For our Film of the Week with a touchstone word, blackbird, I thought I’d better come up with a movie that stars some of our feathered friends, and since we’d already done The Birdman of Alcatraz, and since everybody’s heard of Hitchcock’s film with those birds that all go insane at once and for no discernible reason, this really interesting and little-known film came to mind — A Dispatch from Reuters. Not that it was a low budget affair, not with the great Edward G. Robinson in the lead role as Paul Reuters, the 19th century entrepreneur who founded what would become a world-wide news operation, and director William Dieterle was also one of the best. It’s just that if the movie isn’t a romantic or screwball comedy, isn’t a noir thriller with somebody stalking the heroine in a dark alley or the femme fatale slipping poison into her husband’s gin, or a western with steers that have to be gotten to Kansas City by yesterday, or a war movie with brave men destroying the enemy’s cannons at the top of a mountain in Greece, well — it may fall out of people’s handy categories, no matter how good it is. And this one is a very good film indeed. How can it really be otherwise with Eddie Robinson in it? He was the consummate professional, devoted to the art as art, and despite his many gangster parts, was really quite a humble fellow whom everybody seems to have liked.

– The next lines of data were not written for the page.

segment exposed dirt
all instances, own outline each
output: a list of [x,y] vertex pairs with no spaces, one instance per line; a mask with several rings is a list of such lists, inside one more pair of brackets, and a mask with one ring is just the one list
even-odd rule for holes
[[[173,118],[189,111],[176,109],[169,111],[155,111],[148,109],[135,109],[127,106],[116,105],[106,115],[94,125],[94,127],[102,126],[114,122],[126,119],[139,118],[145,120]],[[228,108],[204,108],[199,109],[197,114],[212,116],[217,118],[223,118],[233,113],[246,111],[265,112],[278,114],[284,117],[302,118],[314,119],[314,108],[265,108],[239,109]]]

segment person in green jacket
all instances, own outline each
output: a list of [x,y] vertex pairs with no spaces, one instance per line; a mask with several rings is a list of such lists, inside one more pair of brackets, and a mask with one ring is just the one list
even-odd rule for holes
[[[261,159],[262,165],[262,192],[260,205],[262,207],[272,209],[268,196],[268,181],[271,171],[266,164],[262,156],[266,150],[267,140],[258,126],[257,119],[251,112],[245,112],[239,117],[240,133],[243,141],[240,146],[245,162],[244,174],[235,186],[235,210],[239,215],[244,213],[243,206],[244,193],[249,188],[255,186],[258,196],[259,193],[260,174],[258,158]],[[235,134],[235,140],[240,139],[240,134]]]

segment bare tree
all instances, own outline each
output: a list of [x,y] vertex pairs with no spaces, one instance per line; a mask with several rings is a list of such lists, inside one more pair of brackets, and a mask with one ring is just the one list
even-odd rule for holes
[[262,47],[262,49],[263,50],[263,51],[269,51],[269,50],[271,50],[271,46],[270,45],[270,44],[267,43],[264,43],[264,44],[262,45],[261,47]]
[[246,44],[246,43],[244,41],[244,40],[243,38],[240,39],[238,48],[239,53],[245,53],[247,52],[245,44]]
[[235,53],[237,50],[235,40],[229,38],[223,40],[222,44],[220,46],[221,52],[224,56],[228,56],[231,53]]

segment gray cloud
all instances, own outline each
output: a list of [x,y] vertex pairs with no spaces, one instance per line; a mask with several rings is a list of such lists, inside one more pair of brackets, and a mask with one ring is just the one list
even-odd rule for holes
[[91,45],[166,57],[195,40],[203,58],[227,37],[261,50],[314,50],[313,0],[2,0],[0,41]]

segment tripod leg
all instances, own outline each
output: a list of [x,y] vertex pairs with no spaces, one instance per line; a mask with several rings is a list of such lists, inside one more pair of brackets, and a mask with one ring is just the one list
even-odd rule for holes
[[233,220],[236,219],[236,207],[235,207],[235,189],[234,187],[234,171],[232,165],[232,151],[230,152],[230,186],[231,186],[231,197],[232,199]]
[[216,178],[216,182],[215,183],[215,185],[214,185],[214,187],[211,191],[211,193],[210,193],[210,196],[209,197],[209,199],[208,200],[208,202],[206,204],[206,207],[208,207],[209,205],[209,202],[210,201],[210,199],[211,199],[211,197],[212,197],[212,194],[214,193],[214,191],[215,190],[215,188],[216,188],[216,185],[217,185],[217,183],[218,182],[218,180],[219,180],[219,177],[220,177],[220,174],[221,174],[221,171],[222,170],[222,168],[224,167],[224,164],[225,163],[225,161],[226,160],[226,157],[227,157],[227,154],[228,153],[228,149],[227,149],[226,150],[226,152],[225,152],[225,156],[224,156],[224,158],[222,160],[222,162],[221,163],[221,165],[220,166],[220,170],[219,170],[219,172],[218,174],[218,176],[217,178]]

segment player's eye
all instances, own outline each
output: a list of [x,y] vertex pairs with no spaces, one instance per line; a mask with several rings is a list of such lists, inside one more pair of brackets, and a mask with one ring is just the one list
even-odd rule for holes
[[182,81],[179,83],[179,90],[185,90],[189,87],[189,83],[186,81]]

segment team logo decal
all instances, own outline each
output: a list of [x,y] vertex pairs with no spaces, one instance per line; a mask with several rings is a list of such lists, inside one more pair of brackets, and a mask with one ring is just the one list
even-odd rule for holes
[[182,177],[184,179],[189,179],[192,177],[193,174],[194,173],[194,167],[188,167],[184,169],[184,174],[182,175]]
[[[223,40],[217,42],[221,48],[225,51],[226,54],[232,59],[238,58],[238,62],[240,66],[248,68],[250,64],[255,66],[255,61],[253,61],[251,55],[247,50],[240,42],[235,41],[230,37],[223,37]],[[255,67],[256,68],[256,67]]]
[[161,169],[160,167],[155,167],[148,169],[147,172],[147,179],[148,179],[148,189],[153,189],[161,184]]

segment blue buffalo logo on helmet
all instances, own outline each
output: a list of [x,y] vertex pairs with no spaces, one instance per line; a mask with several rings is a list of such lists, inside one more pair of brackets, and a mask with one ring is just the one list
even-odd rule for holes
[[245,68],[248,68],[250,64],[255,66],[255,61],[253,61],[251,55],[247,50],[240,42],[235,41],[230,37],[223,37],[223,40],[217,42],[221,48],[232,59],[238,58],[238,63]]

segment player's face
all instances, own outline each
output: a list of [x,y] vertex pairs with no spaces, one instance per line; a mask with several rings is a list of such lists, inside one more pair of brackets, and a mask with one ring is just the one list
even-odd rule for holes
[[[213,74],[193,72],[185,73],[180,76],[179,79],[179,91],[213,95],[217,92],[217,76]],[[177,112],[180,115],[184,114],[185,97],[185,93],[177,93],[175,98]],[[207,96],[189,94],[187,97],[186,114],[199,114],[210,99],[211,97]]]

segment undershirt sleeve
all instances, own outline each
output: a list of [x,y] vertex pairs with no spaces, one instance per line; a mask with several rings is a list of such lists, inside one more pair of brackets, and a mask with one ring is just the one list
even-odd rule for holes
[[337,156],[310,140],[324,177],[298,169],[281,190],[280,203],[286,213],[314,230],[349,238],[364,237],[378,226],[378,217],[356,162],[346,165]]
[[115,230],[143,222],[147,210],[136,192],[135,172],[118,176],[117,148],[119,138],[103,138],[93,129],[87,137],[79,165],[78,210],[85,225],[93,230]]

Robinson is in the business of getting information to people as quickly as possible, to beat out his competitors. Let’s think about this for a while. Before the telegraph, how could you let people know what was going on even fifty miles away? You could send a message, to be delivered by somebody on a horse; that’s what the post does. I don’t know how it could be done faster than that, unless — unless you’ve got a creature faster than a horse, with a more direct route. In Aeschylus’s Agamemnon, not a message but a signal is delivered, that the war in Troy is over and the Greeks have been victorious. The vindictive Clytemnestra wants to know immediately, so she stations watchmen from one mountaintop to another, even hopping across the Aegean by way of the islands, to receive a fire signal and then to pass that along, so that the whole “message” can be sent within a few minutes, across hundreds of miles. But you see, there isn’t really anything in that message, other than what’s been predetermined. Now then, how do you get information across the English Channel, even after the telegraph has been invented, information that must be had in some detail? We mean here political news, military news, and stock exchange news, the sorts of things that we now expect to have at our fingertips. That’s what inspired Paul Reuters to beat his competitors with our feathered friends, the homing pigeons.
The idea itself wasn’t original to him. Torquato Tasso, in his 16th century poem about the First Crusade, Jerusalem Delivered, has a scene in which a homing pigeon meant to go from the Sultan of Egypt to the Saracen king of Jerusalem is intercepted by Godfrey of Bouillon, the Frankish leader of the Christian armies. That wasn’t anachronistic on Tasso’s part. Pigeons had been used for war messages for around 2,000 years anyway. But for stock quotes? Where there’s a will, and where there’s money to be made, the restless entrepreneurs of the nineteenth century could always find some way to get the job done. Paul Reuters’ method was brilliant, and all he had to do was to deliver precise information in a matter of hours before the others. So the film has real tension built into the work, because, after all, birds can get caught in a storm, or they can get confused, I suppose, but Reuters has a network of employees in all the main countries, on the lookout for the information and ready to pass it along. In these cases, an hour or two can make all the difference.
It’s not just about the pigeons, either; Reuters is also going into the telegraph business. Anything, everything, to get accurate news to people as fast as possible. He was the first to report the assassination of Abraham Lincoln. But don’t think that the film is all business. Why, he and his beloved, Ida, use homing pigeons to get themselves married: he sends her his proposal by pigeon, and she accepts it by that same conveyance! I hope the pigeons got some of the wedding cake to peck at. See also the excellent Eddie Albert, as Reuters’ chief employee, as young as you’ll ever see him, and the first-rank child actor Dickie Moore as Paul Reuters when he was a little boy. If there’s romance to the business world, with high risks, demands of loyalty, and a clock to beat, A Dispatch from Reuters shows it.

Your striking description of watchmen stationed in towers to send signals to one another vividly reminded me of the scene in The Lord of the Rings: The Return of the King, in which watchmen send signals from mountain top to mountain top.